Indoor air pollution from burning biomass is one of the 10 most significant threats to public health worldwide. Burkina Faso is one of the 21 countries most affected by indoor pollution. The country’s government has rolled out the National Biogas Program as part of its green economy initiative to reduce indoor air pollution in Burkina Faso.
Globally, more than three billion people cook with wood or charcoal. Exposure to indoor smoke from burning biomass is linked to pneumonia in children and chronic respiratory diseases in adults.
About 86 percent of Burkina Faso’s energy comes from burning biomass like firewood and charcoal. In rural areas, this percentage is often even higher. Approximately 16,500 deaths per year can be attributed to indoor air pollution in Burkina Faso.
The National Biogas Program has the potential to reduce indoor air pollution in Burkina Faso. The government of Burkina Faso, led by President Roch Marc Christian Kabore, is working in tandem with Dutch NGO Hivos and Dutch development organization SNV to install 40,000 biodigesters by 2024. The government of Burkina Faso subsidizes the biodigesters so that the technology is more affordable for poor households.

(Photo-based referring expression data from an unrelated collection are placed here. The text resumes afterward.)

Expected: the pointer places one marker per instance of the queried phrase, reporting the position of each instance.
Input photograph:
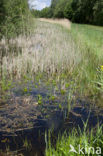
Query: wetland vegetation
(51, 87)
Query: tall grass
(53, 50)
(49, 49)
(88, 141)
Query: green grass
(79, 140)
(89, 40)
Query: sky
(39, 4)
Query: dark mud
(32, 111)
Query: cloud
(39, 4)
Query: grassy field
(58, 55)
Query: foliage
(80, 11)
(13, 17)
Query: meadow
(69, 60)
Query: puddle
(32, 111)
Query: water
(33, 110)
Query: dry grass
(64, 22)
(49, 49)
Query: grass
(90, 142)
(71, 57)
(57, 53)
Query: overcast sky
(39, 4)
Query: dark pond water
(33, 110)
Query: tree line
(79, 11)
(13, 17)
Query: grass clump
(84, 142)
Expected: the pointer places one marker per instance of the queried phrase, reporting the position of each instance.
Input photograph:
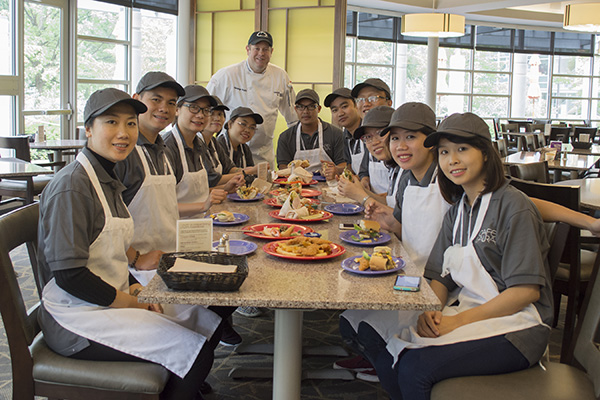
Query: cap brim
(137, 105)
(434, 138)
(170, 84)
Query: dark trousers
(186, 388)
(417, 370)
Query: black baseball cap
(219, 105)
(373, 82)
(196, 92)
(378, 117)
(467, 125)
(341, 92)
(155, 79)
(102, 100)
(307, 94)
(261, 36)
(412, 116)
(246, 112)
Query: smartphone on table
(407, 283)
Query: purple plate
(239, 247)
(346, 236)
(239, 219)
(344, 208)
(351, 265)
(236, 197)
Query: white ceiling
(539, 13)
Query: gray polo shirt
(212, 154)
(131, 170)
(406, 179)
(333, 143)
(71, 218)
(192, 154)
(512, 245)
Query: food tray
(204, 281)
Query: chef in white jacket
(261, 86)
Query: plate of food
(344, 208)
(228, 218)
(277, 202)
(285, 181)
(276, 231)
(302, 192)
(236, 197)
(238, 247)
(366, 233)
(311, 216)
(380, 262)
(304, 248)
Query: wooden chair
(536, 172)
(555, 382)
(22, 190)
(37, 370)
(577, 265)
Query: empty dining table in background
(589, 191)
(59, 146)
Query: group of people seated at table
(106, 219)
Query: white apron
(313, 156)
(476, 288)
(193, 186)
(155, 214)
(390, 198)
(423, 210)
(161, 339)
(357, 155)
(379, 175)
(230, 148)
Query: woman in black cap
(90, 309)
(239, 130)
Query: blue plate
(239, 247)
(235, 197)
(346, 236)
(344, 208)
(351, 265)
(239, 219)
(319, 178)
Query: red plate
(326, 215)
(303, 192)
(273, 202)
(283, 181)
(271, 248)
(254, 231)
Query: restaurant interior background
(513, 62)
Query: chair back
(502, 146)
(510, 127)
(536, 172)
(587, 345)
(21, 326)
(586, 130)
(560, 133)
(536, 127)
(20, 145)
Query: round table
(589, 191)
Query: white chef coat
(265, 93)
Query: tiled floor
(320, 328)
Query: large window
(493, 72)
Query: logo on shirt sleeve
(487, 235)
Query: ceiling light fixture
(582, 17)
(433, 25)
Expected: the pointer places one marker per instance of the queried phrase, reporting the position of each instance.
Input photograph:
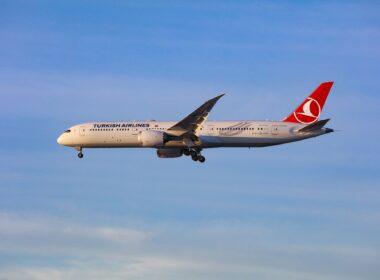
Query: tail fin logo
(309, 111)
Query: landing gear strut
(195, 154)
(79, 149)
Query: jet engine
(169, 153)
(152, 138)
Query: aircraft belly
(225, 141)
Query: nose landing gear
(195, 154)
(79, 149)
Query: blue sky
(308, 210)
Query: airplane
(194, 133)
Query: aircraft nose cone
(60, 140)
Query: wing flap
(193, 122)
(314, 126)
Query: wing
(192, 123)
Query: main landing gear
(195, 154)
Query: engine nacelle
(152, 138)
(169, 153)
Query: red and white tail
(309, 110)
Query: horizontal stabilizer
(314, 126)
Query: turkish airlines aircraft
(194, 133)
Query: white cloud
(221, 250)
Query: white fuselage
(212, 134)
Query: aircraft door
(211, 130)
(82, 130)
(274, 129)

Biodigesters are enclosed structures that break down animal dung and food waste into methane gas. The biogas can be piped into a stove for cooking. The nutrient-rich compost left over can be used as fertilizer. So far, 8,000 biodigesters have been installed.
Each biodigester creates 3.62 tons of CO2eq emission reduction per year. Transitioning to biodigesters is particularly impactful for women and children, who often spend hours collecting biomass to burn and who are typically responsible for household cooking. Biodigesters protect this vulnerable group from the harmful health effects of indoor air pollution in Burkina Faso.
Approximately 85 percent of Burkina Faso’s population lives in rural areas and works in agriculture. For these agrarian households, biodigesters produce economic benefits. Farmers with biodigesters produce natural, high-quality fertilizer, eliminating the need to buy chemical fertilizer. One 6m3 biodigester produces 20 tons of compost per year.
Fields fertilized with slurry from biodigesters produce greater yields. The slurry also increases the soil’s capacity to hold rainwater, which is particularly important during droughts.
Additionally, some regions of Burkina Faso have experienced wood scarcity. Biodigesters protect owners from increasing wood fuel prices.
Biodigesters also create tangible environmental benefits. About 46 percent of Burkina Faso’s territory suffers from soil degradation. Harvesting wood for energy has created a deforestation rate of 105,000 hectares per year. Biodigesters replace wood-burning stoves and thus reduce the amount of wood that must be harvested for energy each year.
The U.N.’s Clean Development Mechanism has issued the first carbon credits in Burkina Faso. The World Bank’s Carbon Initiative for Development (Ci-Dev) program is now purchasing carbon credits created by the biodigesters. Ci-Dev will purchase 540,000 certified emission reductions through 2024. This revenue stream is used to lower the price of biodigesters and to extend the warranty on the devices. With the numerous benefits of biodigesters, they are sure to have an impact not only on air pollution in Burkina Faso, but on may aspects of its people’s livs.